Sebagaimana sebagian konsep sosial lainnya, pemasaran juga terus mengalami perkembangan dan perubahan. “Evolusi” konsep pemasaran ini tidak lepas dari perubahan struktur pasar dan peta persaingan.
Itulah salah satu pembahasan awal di dalam buku Instant Marketing for Busy People yang ditulis oleh Ardhi Ridwansyah. Buku ini sendiri bisa dikatakan merupakan rangkuman konsep-konsep pemasaran yang disajikan secara ringkas. Tampilan visualnya yang lebih banyak menggunakan ilustrasi dan gambar menjadikannya lebih ringan untuk dibaca.
Tiga Era Pemasaran
Saat perusahaan masih memonopoli pasar, menjadi produsen tunggal bagi seluruh konsumen, maka fokus mereka hanyalah efisiensi proses produksi. Perhatian utama perusahaan lebih banyak ditujukan pada pengembangan produk. Inilah yang disebut dengan product-centric marketing atau era Marketing 1.0.
Seiring dengan munculnya pemain-pemain baru di pasar, persaingan pun menjadi lebih ketat. Perusahaan tidak bisa lagi asal membuat produk. Keinginan pelanggan harus diriset dan dipahami, baru kemudian “diterjemahkan” menjadi produk yang tepat. Perhatian utama perusahaan lebih ditujukan pada keinginan dari pelanggan. Inilah yang disebut dengan customer-centric marketing atau era Marketing 2.0.

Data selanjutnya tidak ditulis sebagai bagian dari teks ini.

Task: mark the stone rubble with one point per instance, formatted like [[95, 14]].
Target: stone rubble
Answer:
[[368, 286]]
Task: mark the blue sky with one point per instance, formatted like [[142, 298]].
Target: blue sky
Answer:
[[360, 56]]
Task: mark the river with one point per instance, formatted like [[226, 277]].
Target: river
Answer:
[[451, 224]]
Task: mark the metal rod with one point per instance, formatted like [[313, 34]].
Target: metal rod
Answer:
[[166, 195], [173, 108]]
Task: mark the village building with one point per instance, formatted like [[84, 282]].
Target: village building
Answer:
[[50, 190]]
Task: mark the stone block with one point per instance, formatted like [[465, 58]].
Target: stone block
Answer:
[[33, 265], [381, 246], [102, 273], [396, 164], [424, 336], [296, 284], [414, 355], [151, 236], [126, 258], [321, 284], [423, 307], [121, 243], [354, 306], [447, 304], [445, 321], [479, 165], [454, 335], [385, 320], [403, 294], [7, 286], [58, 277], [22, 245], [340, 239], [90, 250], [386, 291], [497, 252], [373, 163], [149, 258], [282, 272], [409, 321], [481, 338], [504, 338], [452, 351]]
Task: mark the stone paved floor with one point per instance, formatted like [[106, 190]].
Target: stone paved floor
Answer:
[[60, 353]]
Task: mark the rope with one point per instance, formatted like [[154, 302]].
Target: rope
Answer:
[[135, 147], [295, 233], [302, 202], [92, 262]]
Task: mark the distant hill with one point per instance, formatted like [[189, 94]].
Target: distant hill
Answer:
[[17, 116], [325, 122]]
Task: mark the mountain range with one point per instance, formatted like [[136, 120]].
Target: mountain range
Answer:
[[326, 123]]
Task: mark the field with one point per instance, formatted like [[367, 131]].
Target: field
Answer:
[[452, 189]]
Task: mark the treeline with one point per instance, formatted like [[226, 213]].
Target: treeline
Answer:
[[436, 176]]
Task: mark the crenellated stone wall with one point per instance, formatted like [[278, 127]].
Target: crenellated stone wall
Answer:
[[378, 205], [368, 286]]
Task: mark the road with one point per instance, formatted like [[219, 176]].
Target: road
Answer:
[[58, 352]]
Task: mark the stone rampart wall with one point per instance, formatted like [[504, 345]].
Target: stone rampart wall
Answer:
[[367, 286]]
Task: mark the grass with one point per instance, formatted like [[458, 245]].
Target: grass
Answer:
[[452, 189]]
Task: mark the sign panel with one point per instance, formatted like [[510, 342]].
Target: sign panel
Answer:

Dalam perkembangan selanjutnya, perusahaan tidak hanya dituntut untuk memuaskan pelanggan, namun juga harus bisa memberikan dampak positif bagi lingkungan, masyarakat maupun umat manusia secara luas. Inilah yang disebut dengan human-centric marketing atau era Marketing 3.0.
Perbedaan dari Setiap Fase
Salah satu perbedaan utama di antara ketiga era pemasaran tersebut adalah value yang ditawarkan oleh perusahaan. Di era Marketing 1.0, fokus perusahaan lebih pada penciptaan manfaat yang fungsional. Di era Marketing 2.0, fokus diperluas hingga pada manfaat yang emosional. Sedangkan di era Marketing 3.0, manfaat sosial juga telah menjadi pertimbangan.
Ilustrasi dari industri otomotif berikut ini akan memberikan gambaran lebih konkret tentang “evolusi” dalam konsep pemasaran.
“Konsumen bisa mendapatkan mobil dengan warna apapun asalkan hitam”, demikian kata-kata Henry Ford yang terkenal. Dengan kata lain, Ford hanya mau memproduksi mobil dengan warna hitam. Dan pelanggan tidak punya pilihan warna lain selain apa yang dibuat perusahaan.
Kata-kata di atas menunjukkan contoh paradigma yang product-centric (Marketing 1.0). Paradigma semacam ini hanya bisa bertahan jika perusahaan masih menikmati monopoli. Tapi begitu keran kompetisi terbuka, perusahaan harus mulai mendengarkan suara pelanggannya.
Bagi Toyota, memenuhi keinginan pelanggan adalah fokus utama perusahaan. Inilah era Marketing 2.0. Tidak ada gunanya perusahaan mendapatkan reputasi yang tinggi kalau konsumen tidak jatuh hati. Dalam perkembangan selanjutnya, Toyota mulai semakin perhatian terhadap isu-isu lingkungan. Ini ditandai dengan munculnya merek Prius yang merupakan mobil hybrid yang lebih ramah lingkungan. Inilah pergeseran Toyota menuju era Marketing 3.0.
Tesla sejak awal telah mendeklarasikan dirinya sebagai perusahaan yang ingin menciptakan perubahan positif di dunia. Keuntungan bisnis bukan semata-mata tujuannya. Bagi perusahaan semacam ini, tujuan bisnis dan sosial telah menyatu dalam denyut nadi perusahaan. Inilah contoh penerapan paradigma Marketing 3.0.
Penerapan konsep Marketing 3.0 tentu bukan berarti sekedar menonjolkan manfaat sosial dengan mengabaikan kualitas produk maupun pemuasan keinginan pelanggan. Justru konsep ini mengintegrasikan ketiga manfaat tersebut (fungsional, emosional dan sosial) sehingga pelanggan merasa mendapatkan value (nilai) yang lebih besar.